On 29.07.2016 17:41, Alex Damian wrote:
On Fri, Jul 29, 2016 at 2:53 PM, Greg KH <greg@xxxxxxxxx> wrote:
On Fri, Jul 29, 2016 at 10:58:03AM +0100, Alex Damian wrote:
Hi Greg,
I managed to reproduce with a untainted kernel, see dmesg paste below.
The stack seemed corrupted as well ?
I refered to it as a crash since after a couple of these issues, the
machine hard freezes - I set up a serial console via a USB cable, but
I don't get the kernel oops out of the machine. The network is also
dead before getting any data. I could not think of any other way to
get a console out of a Macbook - any ideas ?
There is a progressive level of deterioration going on below, this is
why I'm adding multiple pastes. See the obviously invalid pointer
0000000000000001 in 3rd paste below. Also, see the protection fault in
the last paste. To me, something is trampling all over memory, and it
is usb-related.
Not good, thanks for reproducing it without the closed kernel drivers.

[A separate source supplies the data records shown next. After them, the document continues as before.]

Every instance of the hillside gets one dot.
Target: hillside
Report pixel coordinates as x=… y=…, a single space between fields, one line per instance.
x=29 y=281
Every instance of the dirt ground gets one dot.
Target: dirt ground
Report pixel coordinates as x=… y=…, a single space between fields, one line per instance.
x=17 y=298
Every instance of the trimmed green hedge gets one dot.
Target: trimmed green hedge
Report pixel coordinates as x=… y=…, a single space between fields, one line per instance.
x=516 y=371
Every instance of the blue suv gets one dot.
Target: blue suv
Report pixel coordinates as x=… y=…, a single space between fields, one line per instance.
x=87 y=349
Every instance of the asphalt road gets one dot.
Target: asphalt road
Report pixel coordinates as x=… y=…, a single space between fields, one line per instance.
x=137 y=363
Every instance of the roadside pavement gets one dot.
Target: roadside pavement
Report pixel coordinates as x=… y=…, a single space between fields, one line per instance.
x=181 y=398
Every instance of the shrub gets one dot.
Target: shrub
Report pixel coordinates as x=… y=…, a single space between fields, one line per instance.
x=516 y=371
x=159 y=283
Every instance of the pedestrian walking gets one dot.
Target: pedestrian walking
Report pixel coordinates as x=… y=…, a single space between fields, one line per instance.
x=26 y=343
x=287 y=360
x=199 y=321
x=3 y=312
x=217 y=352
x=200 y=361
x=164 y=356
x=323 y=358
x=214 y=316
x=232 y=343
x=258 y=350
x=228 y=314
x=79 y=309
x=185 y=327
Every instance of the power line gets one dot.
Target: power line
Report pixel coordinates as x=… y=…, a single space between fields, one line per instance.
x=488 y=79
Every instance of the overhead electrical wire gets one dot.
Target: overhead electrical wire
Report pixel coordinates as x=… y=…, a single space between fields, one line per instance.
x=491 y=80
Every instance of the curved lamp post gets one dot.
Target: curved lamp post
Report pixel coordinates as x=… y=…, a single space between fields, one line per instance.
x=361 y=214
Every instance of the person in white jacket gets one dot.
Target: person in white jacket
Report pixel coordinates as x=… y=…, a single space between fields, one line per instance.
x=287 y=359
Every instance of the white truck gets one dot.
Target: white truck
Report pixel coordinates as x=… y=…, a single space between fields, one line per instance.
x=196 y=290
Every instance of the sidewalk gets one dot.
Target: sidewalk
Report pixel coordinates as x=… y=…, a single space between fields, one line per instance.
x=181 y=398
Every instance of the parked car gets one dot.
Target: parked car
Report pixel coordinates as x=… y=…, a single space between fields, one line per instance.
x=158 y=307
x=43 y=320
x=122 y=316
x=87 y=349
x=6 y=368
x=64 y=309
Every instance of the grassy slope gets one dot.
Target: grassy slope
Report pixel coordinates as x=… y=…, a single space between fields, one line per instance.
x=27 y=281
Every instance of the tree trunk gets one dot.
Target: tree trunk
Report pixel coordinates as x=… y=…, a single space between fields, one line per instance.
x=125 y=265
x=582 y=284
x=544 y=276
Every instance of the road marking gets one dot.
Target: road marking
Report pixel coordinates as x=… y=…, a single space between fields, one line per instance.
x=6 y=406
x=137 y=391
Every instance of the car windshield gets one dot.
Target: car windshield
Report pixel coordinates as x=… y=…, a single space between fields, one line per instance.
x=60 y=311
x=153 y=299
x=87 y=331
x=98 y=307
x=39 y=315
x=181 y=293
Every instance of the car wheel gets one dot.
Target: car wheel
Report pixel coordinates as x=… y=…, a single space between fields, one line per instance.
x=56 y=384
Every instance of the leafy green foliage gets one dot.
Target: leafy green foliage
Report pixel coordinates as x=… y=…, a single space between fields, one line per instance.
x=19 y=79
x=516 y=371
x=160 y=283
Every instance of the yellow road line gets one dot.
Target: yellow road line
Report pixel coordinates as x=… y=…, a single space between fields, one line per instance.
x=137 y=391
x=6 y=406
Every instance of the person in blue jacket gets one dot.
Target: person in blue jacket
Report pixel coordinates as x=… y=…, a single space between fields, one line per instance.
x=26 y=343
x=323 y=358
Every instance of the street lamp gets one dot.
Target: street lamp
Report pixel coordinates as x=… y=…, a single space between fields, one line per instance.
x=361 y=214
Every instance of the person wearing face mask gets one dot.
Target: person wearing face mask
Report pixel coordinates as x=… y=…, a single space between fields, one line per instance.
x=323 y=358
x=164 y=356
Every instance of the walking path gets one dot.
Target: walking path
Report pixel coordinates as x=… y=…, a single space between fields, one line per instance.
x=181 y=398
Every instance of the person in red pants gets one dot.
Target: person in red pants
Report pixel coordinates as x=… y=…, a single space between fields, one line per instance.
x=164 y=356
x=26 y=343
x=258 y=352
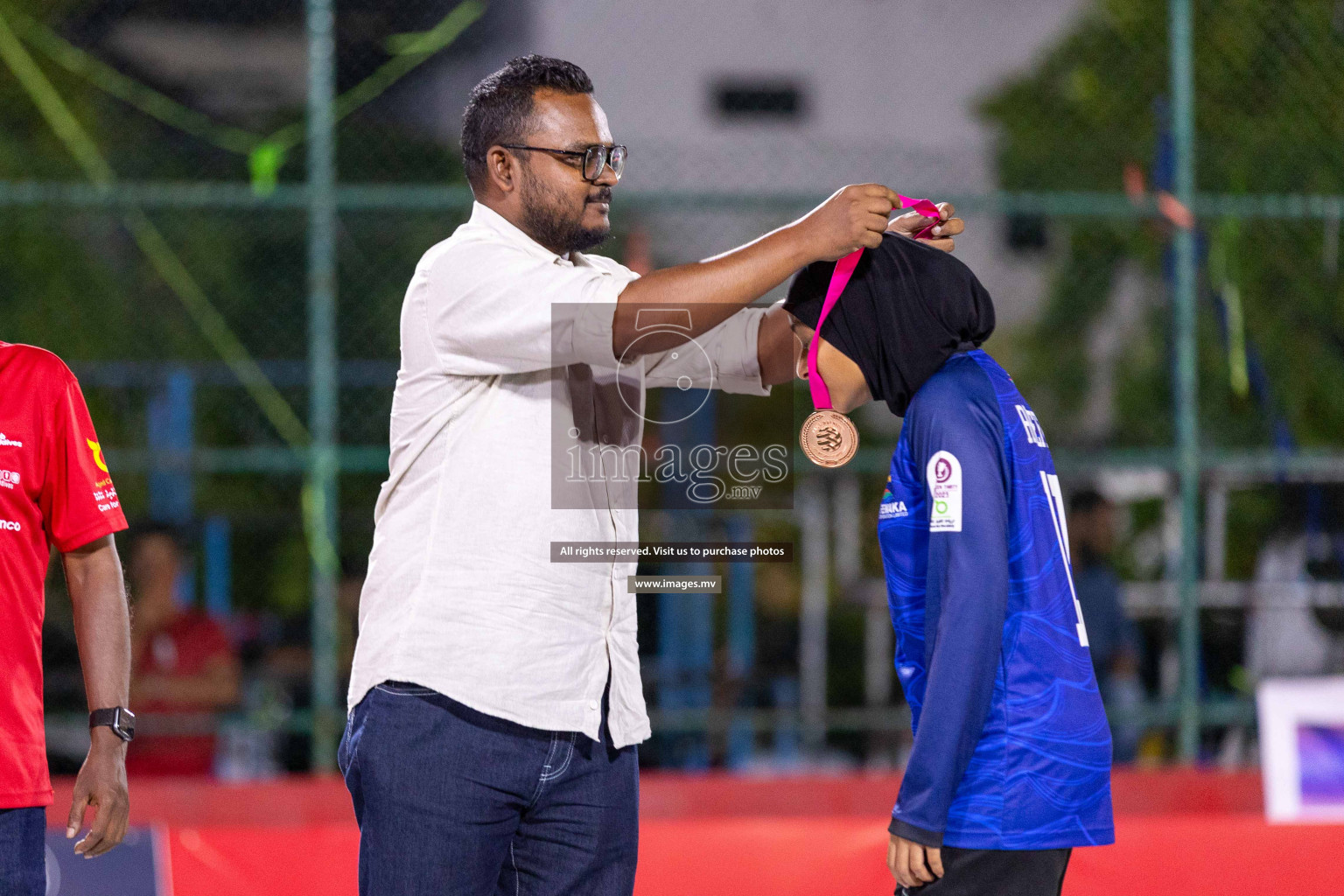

If you disable the list debug kernel option, do you have any problems
with the machine? We aren't having any other reports of issues like
this at the moment, which makes me worry that it's something unique to
your situation/hardware.
I strongly suspect it's related to the macbook 12,1 hardware. I
haven't been able
to reproduce this with other machines, including other macbook
versions with the same peripherals.
This machine has never been stable in this particular peripheral configuration.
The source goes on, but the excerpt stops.